Toen ik elf jaar oud was wilde mijn moeder me naar de Chiro sturen. Ik wilde eerst niet,
verlegen als ik was en bangeschijter voor het onbekende. Onder zachte dwang van ma ging ik
dan toch maar.
Het viel geweldig goed mee, want ik bleef elke zondag stipt naar de Chiro
gaan. Ik werd er later zelfs leider en groepsleider van.
In die tijd marcheerde de Chiro nog
zingend met vlag en wimpels door de straten. Soms riepen oudere mannen «zwartzakken»
naar ons, wij marcherend in bruin hemd en korte broek met koppelriem. Ik begreep dit toen
nog niet.
Ik ontdekte een nieuwe wereld in de Chiro. Als vendelleider moest ik elke zondag
een verslag schrijven over wat we de vorige keer gedaan hadden. Dat verslag las ik dan voor.
Ze lachten met de anekdotes in mijn verslag. Leider Marc zei dat ik later schrijver moest
worden, maar daar geloofde ik niets van. Dat mocht ik immers ook niet van mijn moeder.

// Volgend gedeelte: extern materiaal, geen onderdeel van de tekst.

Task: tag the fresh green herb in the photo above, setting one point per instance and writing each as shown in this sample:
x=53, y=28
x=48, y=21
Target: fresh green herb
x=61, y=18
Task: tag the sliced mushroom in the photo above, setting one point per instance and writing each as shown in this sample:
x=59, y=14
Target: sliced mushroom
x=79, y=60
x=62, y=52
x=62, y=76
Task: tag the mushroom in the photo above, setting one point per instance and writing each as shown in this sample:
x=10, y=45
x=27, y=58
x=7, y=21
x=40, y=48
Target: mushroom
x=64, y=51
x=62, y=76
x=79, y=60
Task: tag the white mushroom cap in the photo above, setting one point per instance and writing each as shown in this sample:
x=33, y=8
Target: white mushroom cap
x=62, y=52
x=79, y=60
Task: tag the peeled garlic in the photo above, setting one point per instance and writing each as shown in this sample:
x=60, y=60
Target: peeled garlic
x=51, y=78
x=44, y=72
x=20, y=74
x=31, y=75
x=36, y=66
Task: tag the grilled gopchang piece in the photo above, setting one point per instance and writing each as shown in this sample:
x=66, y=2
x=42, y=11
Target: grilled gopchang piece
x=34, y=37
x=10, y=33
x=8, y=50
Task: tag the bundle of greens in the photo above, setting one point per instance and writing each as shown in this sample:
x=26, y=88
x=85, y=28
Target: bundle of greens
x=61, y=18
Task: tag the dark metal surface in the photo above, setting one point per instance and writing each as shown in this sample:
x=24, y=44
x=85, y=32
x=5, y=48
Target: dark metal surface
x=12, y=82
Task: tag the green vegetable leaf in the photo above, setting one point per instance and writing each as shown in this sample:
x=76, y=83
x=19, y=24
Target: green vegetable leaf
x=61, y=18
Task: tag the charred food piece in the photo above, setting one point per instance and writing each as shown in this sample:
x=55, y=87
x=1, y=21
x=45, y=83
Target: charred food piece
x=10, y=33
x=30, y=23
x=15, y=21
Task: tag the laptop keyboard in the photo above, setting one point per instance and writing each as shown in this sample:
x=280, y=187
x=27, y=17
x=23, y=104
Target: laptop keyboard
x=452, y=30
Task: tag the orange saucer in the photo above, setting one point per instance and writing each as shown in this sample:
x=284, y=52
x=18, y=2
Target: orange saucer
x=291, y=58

Missionaris en boer worden mocht ook al niet. Daar verdiende je je kost niet mee, zei ze.
Ik
ontdekte vriendschap, ook buiten de Chiro. Samen met mijn vrienden bouwde ik kampen in
de duinen en vierden we samen nieuwjaar in de garage van iemand. Het waren tijden vol
fantasie en kameraadschap. Met Driekoningen gingen we van tot deur tot deur en zongen
Driekoningen mijn hoed die is versleten. Zo verzamelden we geld voor onze eigen activiteiten
en feestjes. Normaal was het de gewoonte dat je je dan verkleedde als koning. Maar wij
hadden zo geen koningskleren. Ik zette een oude onderbroek van pa omgekeerd op mijn
hoofd, een onderbroek die hij gebruikt had om zijn verfborstels mee uit te wassen. Ik stonk
naar de terpentijn, zelfs tegen de wind in.
Eind dit jaar viert de Chiro haar 90-jarig bestaan.